Morgan Stanley (NYSE:MS) analyst Ravi Shanker maintained a Sell rating on Norfolk Southern Corp (NYSE:NSC) on Wednesday, setting a price target of $135, which is approximately 42.73% below the present share price of $235.71.
Shanker expects Norfolk Southern Corp to post earnings per share (EPS) of $2.23 for the first quarter of 2021.
The current consensus among 14 TipRanks analysts is for a Moderate Buy rating of shares in Norfolk Southern, with an average price target of $236.92.
The analysts price targets range from a high of $282 to a low of $135.
In its latest earnings report, released on 09/30/2020, the company reported a quarterly revenue of $2.51 billion and a net profit of $899 million. The company's market cap is $60.35 billion.
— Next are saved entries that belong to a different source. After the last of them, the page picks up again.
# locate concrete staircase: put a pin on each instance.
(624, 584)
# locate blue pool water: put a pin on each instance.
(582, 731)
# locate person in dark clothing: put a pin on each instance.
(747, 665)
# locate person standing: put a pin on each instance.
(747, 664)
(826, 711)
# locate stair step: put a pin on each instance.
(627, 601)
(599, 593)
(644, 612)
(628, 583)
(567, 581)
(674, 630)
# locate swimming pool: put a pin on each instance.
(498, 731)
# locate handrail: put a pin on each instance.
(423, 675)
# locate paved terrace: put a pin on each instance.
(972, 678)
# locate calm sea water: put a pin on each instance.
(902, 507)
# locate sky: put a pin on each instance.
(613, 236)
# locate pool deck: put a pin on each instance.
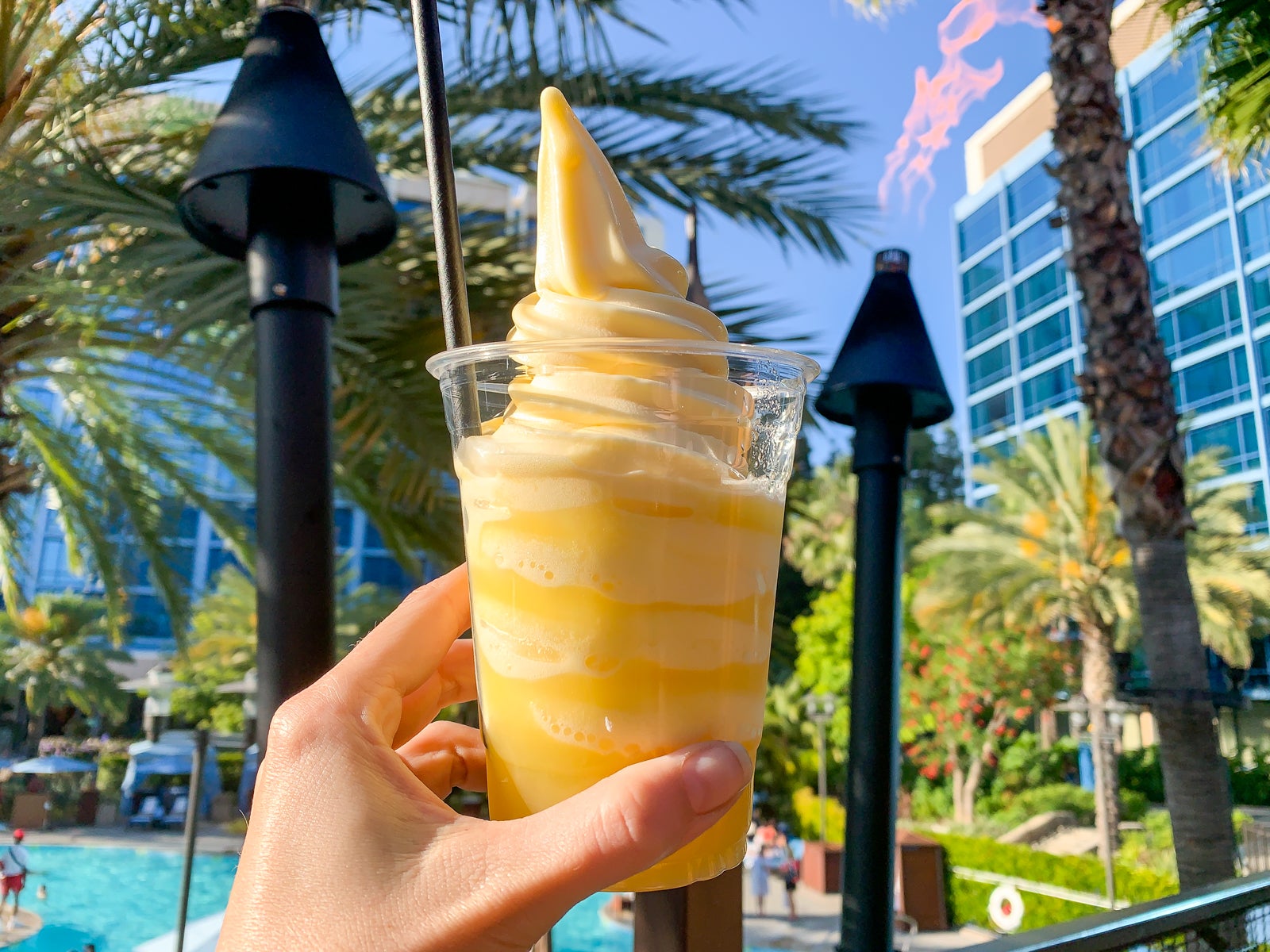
(213, 842)
(817, 926)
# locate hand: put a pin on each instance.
(351, 846)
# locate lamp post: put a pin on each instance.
(286, 183)
(884, 382)
(821, 708)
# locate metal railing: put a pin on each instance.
(1233, 917)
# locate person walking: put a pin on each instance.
(787, 866)
(14, 863)
(756, 865)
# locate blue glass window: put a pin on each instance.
(994, 413)
(1041, 290)
(1045, 340)
(1210, 385)
(983, 323)
(343, 527)
(1191, 201)
(1172, 152)
(1200, 323)
(1168, 88)
(988, 367)
(1034, 190)
(1259, 296)
(983, 276)
(1034, 244)
(1253, 177)
(1052, 387)
(983, 456)
(1235, 441)
(1255, 509)
(979, 228)
(55, 571)
(1255, 228)
(1202, 258)
(384, 570)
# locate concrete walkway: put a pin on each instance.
(818, 922)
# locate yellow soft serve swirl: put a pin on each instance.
(596, 277)
(622, 551)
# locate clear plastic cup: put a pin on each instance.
(622, 511)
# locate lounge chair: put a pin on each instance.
(177, 816)
(149, 816)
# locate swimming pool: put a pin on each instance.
(117, 898)
(120, 898)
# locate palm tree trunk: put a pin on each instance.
(1098, 685)
(1128, 390)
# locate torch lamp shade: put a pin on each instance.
(887, 346)
(286, 113)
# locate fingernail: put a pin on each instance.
(714, 774)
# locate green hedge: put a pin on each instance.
(968, 900)
(110, 774)
(230, 765)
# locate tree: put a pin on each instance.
(1237, 71)
(965, 689)
(968, 691)
(221, 644)
(1127, 385)
(107, 301)
(1045, 554)
(56, 653)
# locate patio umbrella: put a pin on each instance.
(201, 936)
(54, 765)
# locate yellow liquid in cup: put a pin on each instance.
(619, 617)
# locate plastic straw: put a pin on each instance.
(441, 175)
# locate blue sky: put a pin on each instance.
(865, 67)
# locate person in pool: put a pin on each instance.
(427, 879)
(14, 863)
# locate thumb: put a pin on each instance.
(622, 825)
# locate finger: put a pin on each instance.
(444, 755)
(620, 827)
(404, 651)
(452, 683)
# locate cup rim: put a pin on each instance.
(446, 361)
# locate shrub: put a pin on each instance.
(931, 801)
(230, 765)
(110, 772)
(1140, 772)
(968, 900)
(1026, 766)
(1066, 797)
(806, 810)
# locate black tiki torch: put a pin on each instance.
(884, 384)
(287, 184)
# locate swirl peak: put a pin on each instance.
(590, 243)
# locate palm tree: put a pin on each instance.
(1237, 71)
(55, 651)
(106, 301)
(1127, 385)
(1045, 554)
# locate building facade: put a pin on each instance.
(197, 551)
(1206, 238)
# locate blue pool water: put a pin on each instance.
(117, 898)
(120, 898)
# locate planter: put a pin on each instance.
(822, 867)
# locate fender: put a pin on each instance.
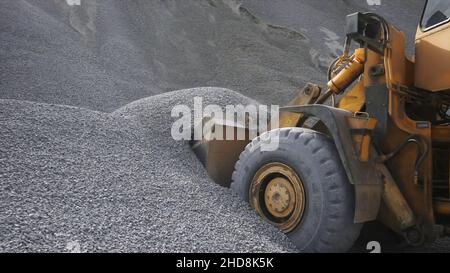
(363, 175)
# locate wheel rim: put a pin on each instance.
(278, 195)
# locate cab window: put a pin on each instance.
(436, 13)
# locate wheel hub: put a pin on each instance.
(277, 194)
(278, 197)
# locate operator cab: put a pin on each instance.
(432, 68)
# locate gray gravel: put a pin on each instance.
(116, 182)
(86, 163)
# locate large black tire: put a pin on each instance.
(327, 222)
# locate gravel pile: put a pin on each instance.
(116, 182)
(87, 164)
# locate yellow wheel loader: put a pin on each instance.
(378, 152)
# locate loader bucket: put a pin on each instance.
(220, 155)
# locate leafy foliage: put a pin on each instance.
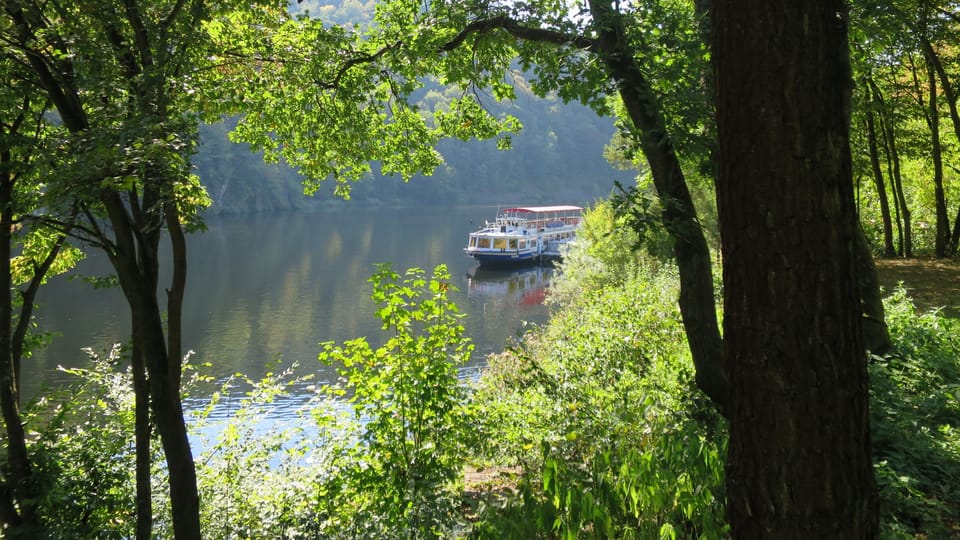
(914, 417)
(87, 487)
(600, 408)
(398, 478)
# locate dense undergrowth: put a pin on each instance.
(597, 409)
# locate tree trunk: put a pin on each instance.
(142, 435)
(876, 334)
(893, 165)
(697, 305)
(942, 232)
(950, 97)
(799, 463)
(136, 262)
(888, 248)
(19, 490)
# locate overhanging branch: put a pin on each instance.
(517, 30)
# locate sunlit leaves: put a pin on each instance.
(396, 480)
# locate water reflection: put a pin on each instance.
(270, 288)
(523, 288)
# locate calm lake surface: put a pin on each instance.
(270, 288)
According to TipRanks.com, Morgan Stanley analyst Ravi Shanker is currently ranked with 1 stars on a 0-5 stars ranking scale, with an average return of -0.3% and a 54.25% success rate.
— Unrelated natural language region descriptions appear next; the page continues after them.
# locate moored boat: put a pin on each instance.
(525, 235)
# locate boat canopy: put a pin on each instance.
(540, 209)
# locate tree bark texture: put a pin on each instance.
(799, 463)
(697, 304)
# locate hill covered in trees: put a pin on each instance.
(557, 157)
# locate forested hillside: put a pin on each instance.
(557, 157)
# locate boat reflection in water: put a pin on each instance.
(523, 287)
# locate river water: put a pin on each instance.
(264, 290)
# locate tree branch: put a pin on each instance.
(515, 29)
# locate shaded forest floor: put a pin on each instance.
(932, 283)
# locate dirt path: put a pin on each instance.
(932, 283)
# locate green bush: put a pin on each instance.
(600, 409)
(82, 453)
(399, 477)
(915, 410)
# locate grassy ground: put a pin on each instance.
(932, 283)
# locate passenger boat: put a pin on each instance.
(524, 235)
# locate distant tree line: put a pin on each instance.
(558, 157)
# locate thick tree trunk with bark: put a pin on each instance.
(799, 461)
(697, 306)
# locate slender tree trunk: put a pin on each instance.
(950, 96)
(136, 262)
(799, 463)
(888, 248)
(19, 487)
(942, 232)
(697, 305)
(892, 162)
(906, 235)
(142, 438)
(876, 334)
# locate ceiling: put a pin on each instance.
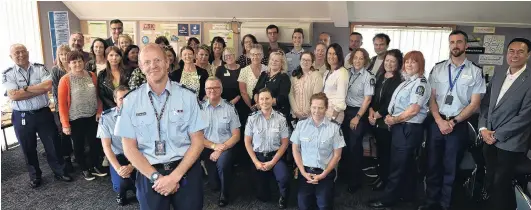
(514, 14)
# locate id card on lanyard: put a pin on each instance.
(448, 99)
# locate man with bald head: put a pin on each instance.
(162, 135)
(77, 42)
(27, 85)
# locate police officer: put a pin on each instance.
(221, 135)
(266, 141)
(407, 110)
(27, 85)
(317, 145)
(359, 94)
(122, 172)
(457, 85)
(162, 135)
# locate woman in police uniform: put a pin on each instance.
(317, 144)
(266, 141)
(407, 110)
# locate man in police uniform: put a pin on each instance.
(359, 95)
(162, 135)
(122, 172)
(457, 85)
(27, 85)
(221, 135)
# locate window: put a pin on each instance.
(431, 41)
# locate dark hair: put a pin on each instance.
(320, 96)
(399, 62)
(192, 39)
(117, 21)
(74, 55)
(356, 33)
(298, 30)
(271, 27)
(253, 39)
(456, 32)
(217, 39)
(121, 67)
(105, 45)
(298, 71)
(339, 53)
(129, 48)
(523, 40)
(382, 36)
(162, 39)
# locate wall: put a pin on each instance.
(510, 33)
(44, 8)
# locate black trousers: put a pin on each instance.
(84, 130)
(498, 179)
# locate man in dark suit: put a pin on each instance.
(117, 28)
(505, 124)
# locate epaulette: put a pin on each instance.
(107, 111)
(7, 70)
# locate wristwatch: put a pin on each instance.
(154, 176)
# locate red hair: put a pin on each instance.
(417, 57)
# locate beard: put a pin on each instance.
(458, 53)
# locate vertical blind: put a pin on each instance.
(431, 41)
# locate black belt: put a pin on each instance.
(447, 117)
(167, 166)
(266, 154)
(34, 111)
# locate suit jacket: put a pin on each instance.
(109, 41)
(511, 117)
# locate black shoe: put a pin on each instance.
(353, 189)
(282, 203)
(98, 172)
(87, 175)
(380, 205)
(223, 201)
(121, 199)
(35, 183)
(64, 178)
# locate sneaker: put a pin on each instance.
(87, 175)
(98, 172)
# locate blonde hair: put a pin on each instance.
(58, 63)
(284, 67)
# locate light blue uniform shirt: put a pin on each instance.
(469, 82)
(294, 60)
(414, 90)
(266, 133)
(360, 84)
(317, 143)
(106, 130)
(222, 120)
(181, 117)
(16, 78)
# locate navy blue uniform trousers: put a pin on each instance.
(320, 194)
(444, 153)
(189, 196)
(42, 122)
(401, 183)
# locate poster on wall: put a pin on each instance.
(59, 29)
(491, 60)
(494, 44)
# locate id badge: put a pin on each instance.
(449, 99)
(160, 148)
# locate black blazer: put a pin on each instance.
(203, 76)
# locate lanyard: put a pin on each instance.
(158, 116)
(398, 92)
(452, 84)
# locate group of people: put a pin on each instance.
(160, 121)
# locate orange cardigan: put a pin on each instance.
(64, 98)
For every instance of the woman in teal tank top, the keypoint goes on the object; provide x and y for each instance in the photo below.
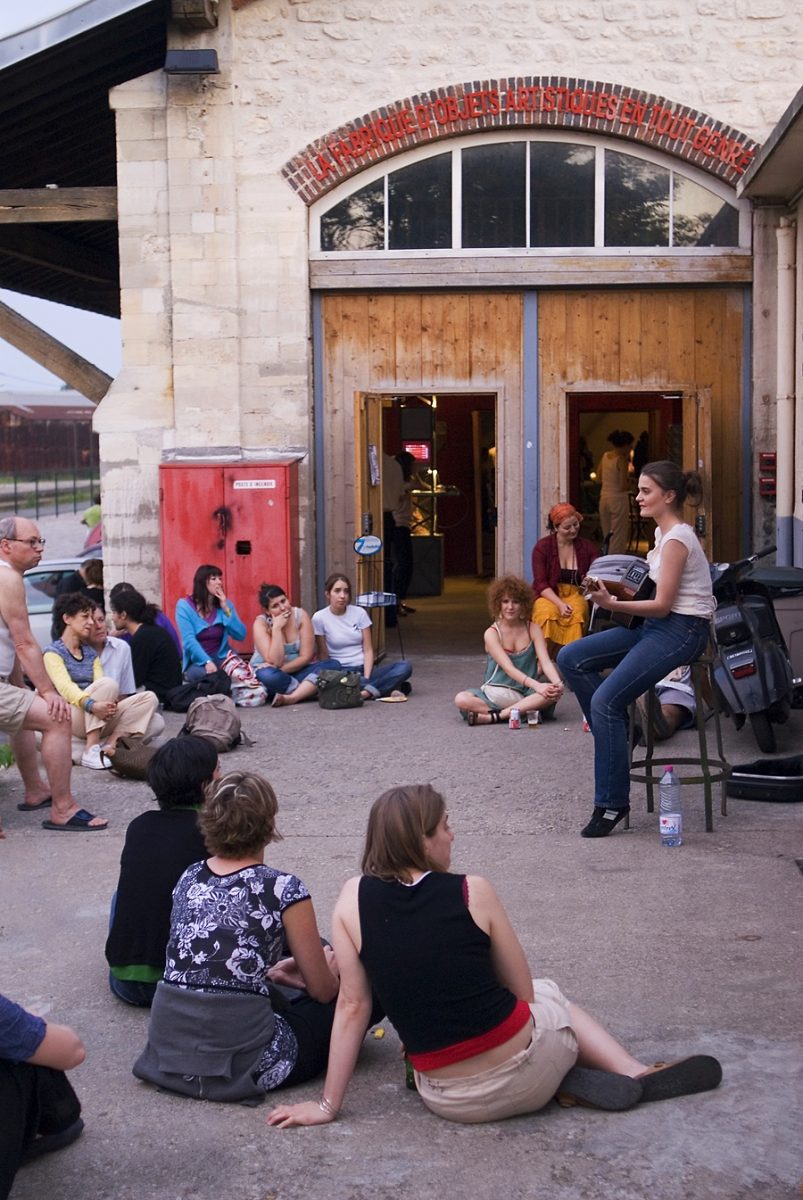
(515, 657)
Norfolk Southern Corp. is a transportation company, which owns a freight railroad. It engages in the rail transportation of raw materials, intermediate products, and finished goods primarily in the Southeast, East, and Midwest and, via interchange with rail carriers, to and from the rest of the United States. The company transports overseas freight through several Atlantic and Gulf Coast ports. It offers the extensive intermodal network in the eastern half of the United States and is a transporter of coal, automotive, and industrial products. The company's services include property leases and sales; wire line or pipeline and fiber optics projects; access property; manage private crossings, promote business with signboards, and natural resource management. Norfolk Southern was founded on July 23, 1980 and is headquartered in Norfolk, VA.